Friday, 27 May 2011

Last Sunday

Our production databases are backed up with one of two schedules.  Most days our backups are sent offsite and retained for 3 months before being returned.  But on the last Sunday of each month, our backups are archived for a longer period of time.  Therefore the RMAN backups and Veritas catalogs need to be retained for up to 7 years!

Us Linux DBAs love cron for scheduling jobs. These fancy software schedulers with their dependencies and clever logic have never really replaced a really dense, difficult to read crontab file. And that's just the way we like it in order to keep our jobs!

Now, crontab doesn't have a built-in facility for deciding whether a particular day is the 'last' or 'first' of the month (or quarter, or year).  Our current backup regime relies on a separate cron job to create a lock file, earlier in the day, then each individual backup script checks for existence of that file before deciding which tape schedule and retention policy to use.

I thought there was a slightly more elegant way of achieving this.  Here's what I came up with:

We have a simple script called islastsunday which compares the current date with the date of the last Sunday in the month (from the cal command).

#!/bin/bash
[ $(cal | awk '{print $1}' | tr -s '[:blank:]' '\n' | tail -1) = $(date +%d) ]
In our crontab file we have two entries for our backup, as follows:
# Check if day is LAST SUNDAY of Month.
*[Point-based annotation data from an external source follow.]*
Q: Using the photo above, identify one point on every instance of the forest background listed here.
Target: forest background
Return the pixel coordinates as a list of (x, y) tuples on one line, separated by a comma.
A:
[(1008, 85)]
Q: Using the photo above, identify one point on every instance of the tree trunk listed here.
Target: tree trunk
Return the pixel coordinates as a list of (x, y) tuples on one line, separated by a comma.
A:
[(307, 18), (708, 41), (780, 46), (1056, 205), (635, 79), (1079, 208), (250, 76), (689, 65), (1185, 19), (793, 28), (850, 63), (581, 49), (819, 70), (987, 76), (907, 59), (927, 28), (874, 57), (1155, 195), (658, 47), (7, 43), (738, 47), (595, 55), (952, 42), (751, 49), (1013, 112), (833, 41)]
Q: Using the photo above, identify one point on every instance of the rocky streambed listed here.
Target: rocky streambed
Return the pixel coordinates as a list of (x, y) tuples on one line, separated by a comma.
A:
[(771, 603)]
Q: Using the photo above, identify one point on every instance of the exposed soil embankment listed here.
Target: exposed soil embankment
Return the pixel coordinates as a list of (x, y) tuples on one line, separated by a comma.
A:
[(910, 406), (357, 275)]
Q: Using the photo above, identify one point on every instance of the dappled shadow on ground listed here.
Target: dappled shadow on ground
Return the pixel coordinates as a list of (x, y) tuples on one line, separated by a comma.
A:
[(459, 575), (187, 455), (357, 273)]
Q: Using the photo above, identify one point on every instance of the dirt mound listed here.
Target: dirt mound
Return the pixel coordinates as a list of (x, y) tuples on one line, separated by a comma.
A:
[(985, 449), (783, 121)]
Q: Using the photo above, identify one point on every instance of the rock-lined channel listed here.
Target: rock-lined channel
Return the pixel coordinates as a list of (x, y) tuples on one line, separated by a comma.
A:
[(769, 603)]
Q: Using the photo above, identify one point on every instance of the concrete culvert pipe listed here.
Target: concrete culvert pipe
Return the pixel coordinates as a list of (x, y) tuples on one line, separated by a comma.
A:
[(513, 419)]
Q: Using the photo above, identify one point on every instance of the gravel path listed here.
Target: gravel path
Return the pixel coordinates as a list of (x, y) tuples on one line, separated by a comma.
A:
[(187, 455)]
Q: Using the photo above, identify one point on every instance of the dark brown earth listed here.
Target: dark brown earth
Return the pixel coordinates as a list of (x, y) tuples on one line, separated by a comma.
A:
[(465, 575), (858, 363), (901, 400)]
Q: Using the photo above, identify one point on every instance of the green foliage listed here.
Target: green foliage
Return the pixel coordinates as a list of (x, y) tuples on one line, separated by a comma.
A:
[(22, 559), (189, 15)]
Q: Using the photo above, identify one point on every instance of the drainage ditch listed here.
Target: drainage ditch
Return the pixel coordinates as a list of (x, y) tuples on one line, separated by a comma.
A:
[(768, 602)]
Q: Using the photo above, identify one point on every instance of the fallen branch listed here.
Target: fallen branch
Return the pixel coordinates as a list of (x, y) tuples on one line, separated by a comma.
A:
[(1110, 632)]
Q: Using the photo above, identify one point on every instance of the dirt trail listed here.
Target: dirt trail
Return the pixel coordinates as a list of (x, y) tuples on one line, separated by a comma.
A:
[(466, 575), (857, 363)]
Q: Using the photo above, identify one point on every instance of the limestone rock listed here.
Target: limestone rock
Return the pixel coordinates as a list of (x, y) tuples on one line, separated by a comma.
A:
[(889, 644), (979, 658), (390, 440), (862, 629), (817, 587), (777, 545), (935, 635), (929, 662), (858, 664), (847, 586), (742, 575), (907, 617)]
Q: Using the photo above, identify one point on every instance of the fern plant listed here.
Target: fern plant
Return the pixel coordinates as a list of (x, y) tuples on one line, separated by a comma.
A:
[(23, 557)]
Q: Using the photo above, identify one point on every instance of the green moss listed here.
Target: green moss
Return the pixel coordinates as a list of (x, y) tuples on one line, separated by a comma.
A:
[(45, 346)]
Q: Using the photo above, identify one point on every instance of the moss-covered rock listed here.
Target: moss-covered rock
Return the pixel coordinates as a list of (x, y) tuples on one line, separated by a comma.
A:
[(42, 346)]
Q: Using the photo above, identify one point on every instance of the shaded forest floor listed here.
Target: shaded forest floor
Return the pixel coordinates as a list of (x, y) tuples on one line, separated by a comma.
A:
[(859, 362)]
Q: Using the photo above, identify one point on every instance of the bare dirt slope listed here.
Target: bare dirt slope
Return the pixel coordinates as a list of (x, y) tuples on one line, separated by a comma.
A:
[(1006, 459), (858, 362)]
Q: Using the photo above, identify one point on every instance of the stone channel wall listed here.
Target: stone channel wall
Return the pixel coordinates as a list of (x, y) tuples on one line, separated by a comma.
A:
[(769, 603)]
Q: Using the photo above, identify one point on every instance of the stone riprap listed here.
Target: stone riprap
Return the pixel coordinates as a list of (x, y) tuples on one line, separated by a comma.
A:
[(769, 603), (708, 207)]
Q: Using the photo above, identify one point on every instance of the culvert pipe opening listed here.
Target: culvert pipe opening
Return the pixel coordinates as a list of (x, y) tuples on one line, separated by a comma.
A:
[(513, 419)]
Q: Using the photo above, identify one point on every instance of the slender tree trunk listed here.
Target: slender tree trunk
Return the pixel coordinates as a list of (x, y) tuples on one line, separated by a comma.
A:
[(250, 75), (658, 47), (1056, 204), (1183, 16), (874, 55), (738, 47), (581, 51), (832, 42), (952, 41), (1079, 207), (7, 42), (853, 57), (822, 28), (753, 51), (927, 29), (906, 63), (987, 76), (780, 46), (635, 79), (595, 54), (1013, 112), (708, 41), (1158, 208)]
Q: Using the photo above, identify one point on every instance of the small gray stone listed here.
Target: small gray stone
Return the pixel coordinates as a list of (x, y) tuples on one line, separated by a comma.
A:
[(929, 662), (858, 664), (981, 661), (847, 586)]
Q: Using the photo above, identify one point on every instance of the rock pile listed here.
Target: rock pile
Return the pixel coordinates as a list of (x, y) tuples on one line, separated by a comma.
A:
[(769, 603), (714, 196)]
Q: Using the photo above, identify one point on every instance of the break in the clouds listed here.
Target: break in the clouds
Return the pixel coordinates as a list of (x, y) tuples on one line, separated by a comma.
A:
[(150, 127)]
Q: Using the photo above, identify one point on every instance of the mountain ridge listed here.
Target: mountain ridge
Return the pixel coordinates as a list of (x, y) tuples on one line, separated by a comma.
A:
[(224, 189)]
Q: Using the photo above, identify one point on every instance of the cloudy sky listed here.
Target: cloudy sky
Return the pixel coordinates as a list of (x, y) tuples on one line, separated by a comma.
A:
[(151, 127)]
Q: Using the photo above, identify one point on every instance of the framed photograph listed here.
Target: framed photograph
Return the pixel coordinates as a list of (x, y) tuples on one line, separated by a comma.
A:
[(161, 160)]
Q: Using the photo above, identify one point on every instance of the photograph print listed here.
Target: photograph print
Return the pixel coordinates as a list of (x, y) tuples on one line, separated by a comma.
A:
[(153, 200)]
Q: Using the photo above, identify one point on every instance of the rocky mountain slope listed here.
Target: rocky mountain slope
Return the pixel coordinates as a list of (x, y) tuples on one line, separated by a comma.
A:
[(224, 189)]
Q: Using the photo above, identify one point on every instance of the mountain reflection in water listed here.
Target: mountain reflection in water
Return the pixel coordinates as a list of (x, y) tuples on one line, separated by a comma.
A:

If NOT, run the regular backup
30 00 * * * islastsunday || (rman-job.sh level_0_tape ORCL > level_0_tape_ORCL.log 2>&1; rman-job.sh level_0_tape ORCL2 > level_0_tape_ORCL2.log 2>&1)
# Check if day is LAST SUNDAY of Month. If it IS, run the Monthly backup
30 00 * * * islastsunday && (rman-job.sh level_0_tape_LS ORCL > level_0_tape_LS_ORCL.log 2>&1; rman-job.sh level_0_tape_LS ORCL2 > level_0_tape_LS_ORCL2.log 2>&1)
Both schedules run at the same time, but only one of them will actually execute, depending upon the day of the month. The actual backup commands are bracketed, so that they are ALL dependent upon the islastsunday script, and will all run with the same retention policy, even if the backups continue to run after midnight (i.e. in Monday!).